For any program that works with dates, time, or numbers ensure that the formatting is flexible to allow for cultural variations (3/5 being either May 3 or March 5 and 1,000.00 and 1.000,00 used for the same value in different cultures). One of my favorite examples regarding the complexity of writing code that can be used worldwide with UI strings is the formatting of number of items. English is an oddity in that we consider zero and 2 or more to be plural but 1 to be singular (1 item, 0 items, 2 items); that rule varies quite a bit across languages. This one is a great student exercise if you give them two or three language models to write around (English and French perhaps with singugular for zero and 1 but plural otherwise). An overall one is that all UI strings and images be kept as separate resources grouped by language and are referenced from the main code in such a way that no assumptions are made on language order. Ideally, no assumptions are made about reading direction between left-to-right and right-to-left but realistically many programs are developed only for American (N and S) and European markets. -----Original Message----- From: ua-discuss-bounces@icann.org [mailto:ua-discuss-bounces@icann.org] On Behalf Of Andre Schappo Sent: Thursday, June 29, 2017 7:43 AM To: ua-discuss@icann.org Subject: Re: [UA-discuss] Computer Science/ICT/IT Curricula Internationalization Thank you. That is just the sort of input needed for Computer Science/ICT/IT Curricula internationalization. The unfortunate reality is that currently the vast majority of students graduate knowing only ASCII text processing/storage/transformation/transmission because that is all they are taught. So, no chance of graduates understanding Unicode or normalization forms. André Schappo
On 29 Jun 2017, at 15:23, Andrew Sullivan <ajs@anvilwalrusden.com> wrote:
On Thu, Jun 29, 2017 at 02:06:31PM +0000, Andre Schappo wrote:
Which internationalization topics would you like covered in Computer Science/ICT/IT Curricula?

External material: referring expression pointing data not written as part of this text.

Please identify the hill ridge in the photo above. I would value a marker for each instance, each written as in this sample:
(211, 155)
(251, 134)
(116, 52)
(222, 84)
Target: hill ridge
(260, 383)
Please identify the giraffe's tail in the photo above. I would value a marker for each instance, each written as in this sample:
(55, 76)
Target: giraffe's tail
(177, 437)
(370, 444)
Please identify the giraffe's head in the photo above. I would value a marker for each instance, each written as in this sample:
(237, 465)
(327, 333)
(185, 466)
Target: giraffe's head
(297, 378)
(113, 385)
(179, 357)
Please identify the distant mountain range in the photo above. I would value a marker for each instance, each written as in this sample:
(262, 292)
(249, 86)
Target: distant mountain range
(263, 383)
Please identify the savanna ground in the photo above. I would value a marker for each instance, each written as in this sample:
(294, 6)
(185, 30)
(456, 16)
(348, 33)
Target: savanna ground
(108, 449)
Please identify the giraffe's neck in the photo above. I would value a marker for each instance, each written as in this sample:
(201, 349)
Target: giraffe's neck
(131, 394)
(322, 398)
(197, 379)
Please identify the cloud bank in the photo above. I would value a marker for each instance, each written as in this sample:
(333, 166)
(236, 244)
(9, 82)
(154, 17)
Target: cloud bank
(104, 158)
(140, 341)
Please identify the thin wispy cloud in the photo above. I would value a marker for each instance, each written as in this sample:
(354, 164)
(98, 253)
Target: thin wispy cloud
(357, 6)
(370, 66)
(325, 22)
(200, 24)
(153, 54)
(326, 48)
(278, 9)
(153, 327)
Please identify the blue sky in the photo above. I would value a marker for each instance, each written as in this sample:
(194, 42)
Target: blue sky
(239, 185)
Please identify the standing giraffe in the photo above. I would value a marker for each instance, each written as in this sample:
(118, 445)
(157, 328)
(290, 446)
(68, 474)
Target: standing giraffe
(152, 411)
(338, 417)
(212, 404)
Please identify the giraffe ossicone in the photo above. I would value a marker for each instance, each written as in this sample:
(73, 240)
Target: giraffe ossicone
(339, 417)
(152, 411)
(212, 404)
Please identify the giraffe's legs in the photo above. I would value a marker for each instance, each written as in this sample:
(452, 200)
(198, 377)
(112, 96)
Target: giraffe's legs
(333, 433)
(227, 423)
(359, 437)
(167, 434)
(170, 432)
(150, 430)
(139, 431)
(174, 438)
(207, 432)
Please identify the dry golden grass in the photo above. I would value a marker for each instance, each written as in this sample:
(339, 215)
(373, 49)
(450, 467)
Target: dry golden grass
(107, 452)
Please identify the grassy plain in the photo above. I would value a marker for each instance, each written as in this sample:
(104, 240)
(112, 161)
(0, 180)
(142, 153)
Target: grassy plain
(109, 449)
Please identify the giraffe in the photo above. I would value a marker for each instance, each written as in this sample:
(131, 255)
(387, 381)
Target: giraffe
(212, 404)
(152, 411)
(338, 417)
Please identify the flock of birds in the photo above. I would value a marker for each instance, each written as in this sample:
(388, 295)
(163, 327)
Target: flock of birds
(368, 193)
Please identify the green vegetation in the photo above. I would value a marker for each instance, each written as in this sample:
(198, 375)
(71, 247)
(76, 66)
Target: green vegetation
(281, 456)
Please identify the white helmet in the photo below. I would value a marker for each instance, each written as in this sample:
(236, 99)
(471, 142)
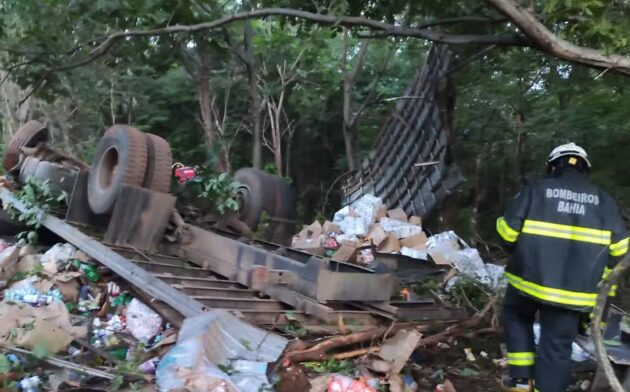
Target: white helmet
(569, 149)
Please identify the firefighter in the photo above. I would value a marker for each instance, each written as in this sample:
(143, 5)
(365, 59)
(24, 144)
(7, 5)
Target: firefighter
(564, 235)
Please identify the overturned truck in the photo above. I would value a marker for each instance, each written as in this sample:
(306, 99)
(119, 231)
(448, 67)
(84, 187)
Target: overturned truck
(122, 198)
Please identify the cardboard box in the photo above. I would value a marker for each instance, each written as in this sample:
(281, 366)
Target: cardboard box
(390, 245)
(331, 228)
(415, 220)
(397, 214)
(438, 258)
(380, 214)
(377, 235)
(419, 254)
(418, 241)
(310, 239)
(346, 254)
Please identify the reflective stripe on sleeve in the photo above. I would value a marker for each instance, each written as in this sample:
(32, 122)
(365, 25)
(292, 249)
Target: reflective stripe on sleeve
(549, 294)
(505, 231)
(521, 359)
(613, 288)
(573, 233)
(619, 248)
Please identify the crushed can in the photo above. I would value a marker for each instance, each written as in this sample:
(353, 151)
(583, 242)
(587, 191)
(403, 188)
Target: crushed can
(184, 173)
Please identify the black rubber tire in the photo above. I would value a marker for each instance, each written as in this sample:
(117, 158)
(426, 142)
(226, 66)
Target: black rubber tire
(120, 158)
(27, 168)
(159, 164)
(283, 228)
(61, 178)
(29, 135)
(258, 195)
(9, 227)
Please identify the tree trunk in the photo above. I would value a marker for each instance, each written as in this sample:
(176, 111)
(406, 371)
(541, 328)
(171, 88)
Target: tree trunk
(348, 126)
(252, 90)
(205, 103)
(520, 146)
(349, 137)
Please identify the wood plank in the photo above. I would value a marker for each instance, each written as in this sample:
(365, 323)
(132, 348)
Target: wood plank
(126, 269)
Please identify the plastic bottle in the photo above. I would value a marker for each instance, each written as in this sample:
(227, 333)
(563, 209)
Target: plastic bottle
(30, 384)
(90, 273)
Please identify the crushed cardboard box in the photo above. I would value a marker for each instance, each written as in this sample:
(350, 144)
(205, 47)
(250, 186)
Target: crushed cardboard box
(397, 214)
(310, 239)
(346, 253)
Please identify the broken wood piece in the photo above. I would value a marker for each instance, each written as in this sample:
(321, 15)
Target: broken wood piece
(64, 364)
(319, 351)
(356, 353)
(399, 348)
(458, 328)
(99, 351)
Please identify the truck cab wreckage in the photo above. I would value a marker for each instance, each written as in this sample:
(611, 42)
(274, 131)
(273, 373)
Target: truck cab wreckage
(121, 213)
(125, 193)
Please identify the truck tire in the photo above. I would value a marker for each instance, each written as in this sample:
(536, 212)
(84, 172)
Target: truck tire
(284, 226)
(120, 158)
(29, 135)
(159, 164)
(256, 195)
(61, 178)
(27, 168)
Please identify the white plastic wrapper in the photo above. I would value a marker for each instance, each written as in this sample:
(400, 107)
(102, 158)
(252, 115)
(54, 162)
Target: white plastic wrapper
(341, 214)
(468, 262)
(354, 226)
(398, 228)
(142, 321)
(577, 354)
(60, 253)
(218, 338)
(367, 206)
(447, 239)
(496, 278)
(420, 254)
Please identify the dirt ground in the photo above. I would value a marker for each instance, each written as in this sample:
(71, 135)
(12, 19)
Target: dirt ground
(482, 375)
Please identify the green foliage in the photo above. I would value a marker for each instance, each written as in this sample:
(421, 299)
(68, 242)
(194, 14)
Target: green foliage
(154, 83)
(5, 364)
(221, 191)
(38, 199)
(331, 366)
(294, 326)
(470, 294)
(263, 225)
(427, 286)
(41, 350)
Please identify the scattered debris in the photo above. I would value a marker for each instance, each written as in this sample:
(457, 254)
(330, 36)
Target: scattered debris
(217, 350)
(61, 307)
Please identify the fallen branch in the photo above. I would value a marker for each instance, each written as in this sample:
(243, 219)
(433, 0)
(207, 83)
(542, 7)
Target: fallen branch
(545, 40)
(319, 351)
(598, 314)
(458, 328)
(356, 353)
(65, 364)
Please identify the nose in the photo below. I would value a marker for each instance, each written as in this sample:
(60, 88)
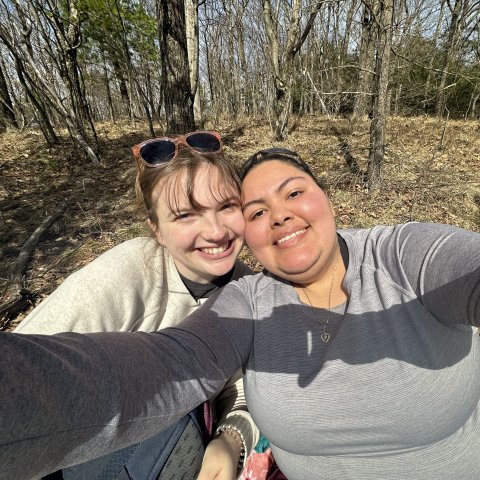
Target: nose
(279, 216)
(214, 229)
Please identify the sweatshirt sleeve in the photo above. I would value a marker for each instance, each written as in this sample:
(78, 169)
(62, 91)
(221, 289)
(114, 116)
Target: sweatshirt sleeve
(112, 293)
(68, 398)
(441, 264)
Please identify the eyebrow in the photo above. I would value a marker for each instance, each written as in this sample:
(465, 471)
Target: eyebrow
(277, 190)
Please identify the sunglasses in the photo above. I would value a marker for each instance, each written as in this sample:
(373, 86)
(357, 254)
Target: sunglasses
(158, 151)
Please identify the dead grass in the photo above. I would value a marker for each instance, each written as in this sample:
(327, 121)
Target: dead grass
(432, 173)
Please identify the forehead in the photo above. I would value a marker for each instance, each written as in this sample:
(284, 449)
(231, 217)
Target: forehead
(270, 174)
(207, 186)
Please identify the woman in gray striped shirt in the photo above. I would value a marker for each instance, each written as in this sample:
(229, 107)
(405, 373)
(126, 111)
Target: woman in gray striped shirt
(358, 347)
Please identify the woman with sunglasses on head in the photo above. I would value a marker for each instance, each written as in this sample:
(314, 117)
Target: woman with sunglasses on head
(359, 347)
(191, 193)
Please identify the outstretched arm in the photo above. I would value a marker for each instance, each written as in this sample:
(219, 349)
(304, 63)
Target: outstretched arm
(70, 398)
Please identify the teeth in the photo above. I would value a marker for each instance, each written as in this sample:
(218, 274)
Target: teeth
(214, 250)
(289, 237)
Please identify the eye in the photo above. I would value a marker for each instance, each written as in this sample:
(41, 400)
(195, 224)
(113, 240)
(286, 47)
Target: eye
(295, 194)
(257, 214)
(182, 216)
(229, 206)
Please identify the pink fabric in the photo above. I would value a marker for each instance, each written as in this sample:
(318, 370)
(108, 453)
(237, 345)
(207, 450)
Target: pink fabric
(261, 466)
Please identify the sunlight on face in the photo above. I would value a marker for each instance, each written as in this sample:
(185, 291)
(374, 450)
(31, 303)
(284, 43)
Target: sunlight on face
(206, 241)
(290, 224)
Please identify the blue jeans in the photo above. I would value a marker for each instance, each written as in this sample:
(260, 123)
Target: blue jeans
(176, 452)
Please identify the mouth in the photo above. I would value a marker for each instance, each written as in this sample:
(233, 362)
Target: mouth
(290, 236)
(217, 250)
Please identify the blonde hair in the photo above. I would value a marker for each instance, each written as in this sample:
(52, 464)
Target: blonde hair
(187, 163)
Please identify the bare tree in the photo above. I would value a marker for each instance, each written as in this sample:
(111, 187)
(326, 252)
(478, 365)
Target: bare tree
(384, 16)
(7, 113)
(178, 95)
(282, 63)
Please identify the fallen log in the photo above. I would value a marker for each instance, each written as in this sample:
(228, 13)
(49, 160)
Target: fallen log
(20, 296)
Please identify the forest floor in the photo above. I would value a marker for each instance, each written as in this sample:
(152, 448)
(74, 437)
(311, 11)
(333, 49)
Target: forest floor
(431, 173)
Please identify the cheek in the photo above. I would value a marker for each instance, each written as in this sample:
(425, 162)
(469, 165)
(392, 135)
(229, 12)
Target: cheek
(255, 235)
(315, 208)
(237, 223)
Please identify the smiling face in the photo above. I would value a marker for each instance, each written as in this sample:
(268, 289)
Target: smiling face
(290, 224)
(204, 242)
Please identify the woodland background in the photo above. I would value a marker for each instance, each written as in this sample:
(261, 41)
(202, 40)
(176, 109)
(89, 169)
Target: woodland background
(381, 97)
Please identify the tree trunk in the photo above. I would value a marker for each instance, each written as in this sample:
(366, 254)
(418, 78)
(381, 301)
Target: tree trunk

I think it would be really good if graduates had a clear idea of how Unicode worked, what the differences are between (e.g.) a character and a code point or sequence of them, what the properties are, how to access them, normalization, and so on. Even in this group we sometimes struggle because people forget that the Unicode properties are what determine a given code point, and have stumbled over normalization forms. It's amazing to me, for instance, that we have to keep telling people to normalize user-generated text input before storage. (A later-year student would get a failing grade if s/he didn't check input before blindly handing it to the database, and yet we don't have the same reaction when NF* isn't immediately used on the same input.)
Best regards,
A
-- Andrew Sullivan ajs@anvilwalrusden.com